『好きにしていいよ。』 と、言われた小さな小さな田んぼを起こすことにした。
ここは、自分自身の創作活動の材料 (草木の飾り物など) になるイネを植えておきたい。
ノゲのきれいな古代米がよいだろう。

田んぼの面積は1瀬(1アール)。 いつも管理している田んぼ一枚の約1/10
機械は入れづらいとのことなので、人力で起こすことにした。
田んぼは、稲刈りが終わってから、特に何も手を入れていない状態。

だいぶ雑草も生えている。
それにしても、どうやってひっくり返そうかと考えこむ。
いつも機械に頼ってばかりいると、すぐに立ち往生してしまう。
とりあえず、闇雲にクワで掘ってみるが、やたらと疲れる。
これはとんでもない作業を始めてしまったのではと不安になってくる。
そんなとき、件のおじさんがタイミング良く通りがかる。
これはもう、やり方を聞いてくださいということだと都合よく解釈し、早速尋ねてみた。

『とにかく、田んぼの外周をまず切ってひっくり返す。そこから内側に向かって起こしていく。』
「なるほど。

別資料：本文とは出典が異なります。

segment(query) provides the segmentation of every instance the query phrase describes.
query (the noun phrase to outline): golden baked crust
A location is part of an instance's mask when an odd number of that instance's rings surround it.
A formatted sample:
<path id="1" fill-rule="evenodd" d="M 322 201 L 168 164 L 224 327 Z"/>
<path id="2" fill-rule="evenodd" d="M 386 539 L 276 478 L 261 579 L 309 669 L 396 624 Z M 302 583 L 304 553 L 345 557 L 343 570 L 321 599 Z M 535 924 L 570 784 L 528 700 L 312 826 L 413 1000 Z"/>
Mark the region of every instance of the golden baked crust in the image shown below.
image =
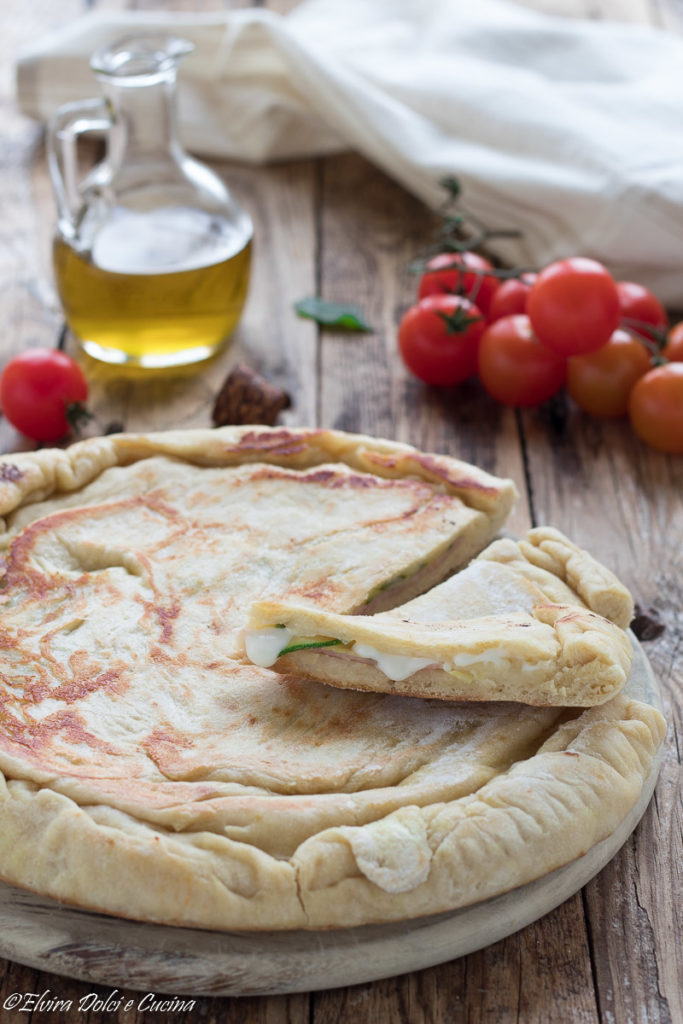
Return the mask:
<path id="1" fill-rule="evenodd" d="M 6 457 L 0 876 L 148 921 L 337 927 L 472 902 L 609 834 L 661 742 L 647 705 L 353 693 L 237 650 L 256 599 L 347 613 L 423 585 L 424 560 L 452 571 L 513 494 L 326 431 Z"/>
<path id="2" fill-rule="evenodd" d="M 278 672 L 351 689 L 590 707 L 624 688 L 632 613 L 631 595 L 608 569 L 543 527 L 519 542 L 494 541 L 466 569 L 377 615 L 256 602 L 246 653 Z M 275 644 L 265 660 L 263 638 Z"/>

助かります。」
『クワは良く研いで、ズバズバ根っこが切れるようにしとく。絶対にまっすぐ入れるな。』
「今日は砥石を持ってきていないので、良く研いでおきます。」
『だとすっと疲れるな。とにかく雑草の根っこを良く切れ。掘ったらひっくり返して根っこを上向き
にする。根っこは念入りに切って、葉っぱは土に埋め込んでおかないとすぐに復活するぞ。』
その後は、例によって世間話を15分ほど聞く。これは、講釈をお願いした対価だろうか。

その後は教えに則り、ひたすらクワを打つ。刃物を研いでおくことがどれ程大切かが
理解できた。なまくらだと、根っこが切りづらく、力を浪費する。
それでも方法を聞いてからは作業速度が倍近くまで早くなった。
こんなことばかりしているから、通りがかる人には奇異の眼差しで見られているかもしれない。
けれど、人力作業は基礎中の基礎のはず。
機械を通すと伝わってきづらい、根っこの切れる感触、土をひっくり返す時の負荷・・・これを
体で覚えておけば、色々な発想や応用に結びつくいていく気がする。
向上を望むのなら、実践と実験。これは切っても切り離せないこと。
そのバランスを意識しながら物事を進めていこうか。